With an eye on raising the global competitiveness of Japanese banks
through deregulation, FSA announced their plan they are considering
loosening rules so that banks can fully trade commodities and commodity
futures. Also FSA was looking at the possibility of lifting a ban on banks’
involvement in greenhouse gas emissions trading, as well as letting them
participate in the growing market for Islamic bonds.

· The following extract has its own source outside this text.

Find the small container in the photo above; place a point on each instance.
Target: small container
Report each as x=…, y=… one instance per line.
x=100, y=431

Besides, current Japan’s Banking Act allows banks and their subsidiaries
to hold combined stockholdings of up to 5 per cent in non-financial firms,
and bank holding firms can hold up to 15 per cent of the voting rights of such firms. The FSA’s plan includes a proposal to maintain the 5 per cent
ceiling on non-financial stockholdings owned by parent banks, but it is
scheduled to increase the percentage subsidiaries are allowed to hold if they
meet certain requirements. This would enable banks to acquire majority
voting rights in troubled firms to breathe new life into them, before taking
them public and earning capital gains on the sale of their stock.
In conclusion, bank powers in Japan are somewhat different compared
with our’s banking activities. That is, with an eye on raising the global
competitiveness of Japanese banks’expansion of their business, current
Japan’s Banking Act is being revised continuously. This movement toward
deregulation makes sense in light of demand for the strong competitiveness
and gives some useful implication to us.